Source: North Shore Association of Realtors
2.20.19
A new affordable housing project being eyed for a 5-acre plot of vacant land at 108 Sohier Road will receive $250,000 in Community Preservation Act funding.
The development, called Anchor Point, is a project established by Harborlight Community Partners, a non-profit devoted to providing affordable housing on the North Shore.
“The project offers a lot of advantages and benefits, and fulfills a deep need in Beverly,” said Marilyn McCrory, chairman of Beverly’s community preservation committee (CPC).
The CPC voted unanimously to recommend funding for the project, and the Beverly City Council voted unanimously on Tuesday to green light that funding.
“I think we all agreed it was a very strong project in the housing category,” McCrory said. “All of the units that Harborlight is proposing to build will be affordable. It’s a large number of new units, which we haven’t seen a lot of coming before either the community preservation committee or the city.”
In addition to money from the CPC, the project will leverage a tremendous amount of funding from other sources, to the tune of $18 million.
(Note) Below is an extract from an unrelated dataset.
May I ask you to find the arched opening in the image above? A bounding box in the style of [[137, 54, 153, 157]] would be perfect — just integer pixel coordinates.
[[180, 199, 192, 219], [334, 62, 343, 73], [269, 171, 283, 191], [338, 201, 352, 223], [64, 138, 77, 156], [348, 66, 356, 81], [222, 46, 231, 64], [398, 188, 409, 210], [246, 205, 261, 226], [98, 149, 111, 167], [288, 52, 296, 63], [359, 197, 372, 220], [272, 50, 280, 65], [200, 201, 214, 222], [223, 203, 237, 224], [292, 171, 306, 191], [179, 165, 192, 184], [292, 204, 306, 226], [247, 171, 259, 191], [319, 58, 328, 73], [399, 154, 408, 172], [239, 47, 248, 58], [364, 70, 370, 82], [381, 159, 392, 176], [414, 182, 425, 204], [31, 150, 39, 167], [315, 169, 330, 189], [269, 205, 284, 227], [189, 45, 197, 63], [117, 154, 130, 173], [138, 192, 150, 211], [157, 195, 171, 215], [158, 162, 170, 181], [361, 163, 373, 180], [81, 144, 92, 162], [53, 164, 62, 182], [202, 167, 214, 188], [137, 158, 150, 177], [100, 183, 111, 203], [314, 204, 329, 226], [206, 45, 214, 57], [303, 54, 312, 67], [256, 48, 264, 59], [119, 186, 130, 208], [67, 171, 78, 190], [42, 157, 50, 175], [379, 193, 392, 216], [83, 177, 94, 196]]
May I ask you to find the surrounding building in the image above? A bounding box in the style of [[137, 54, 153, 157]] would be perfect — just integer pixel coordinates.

“We asked for early approval of the funding so that Harborlight could meet a state funding grant application deadline,” McCrory explained.
The CPC allocation will help fund the first phase of the Anchor Point project, which will include 38 two- and three-bedroom affordable housing units. A second phase would build 37 apartments, for a total of 75.
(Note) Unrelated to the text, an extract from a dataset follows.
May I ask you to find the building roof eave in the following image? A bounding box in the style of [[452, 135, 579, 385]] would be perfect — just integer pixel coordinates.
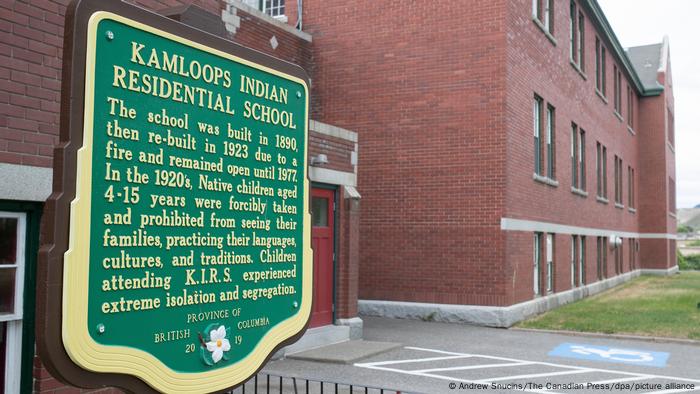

More on this housing project is available at the Beverly Citizen.
The City Council previously voted to create a special 40R Smart Growth Zoning Overlay District for the area, which makes the city eligible for state payments based on the number of units and new students that would move into the district.
The housing would be for families earning at or below 60 percent of the area median income, which in 2018 was $64,680 for a family of four. Twenty percent of the units would be set aside for families coming out of homelessness.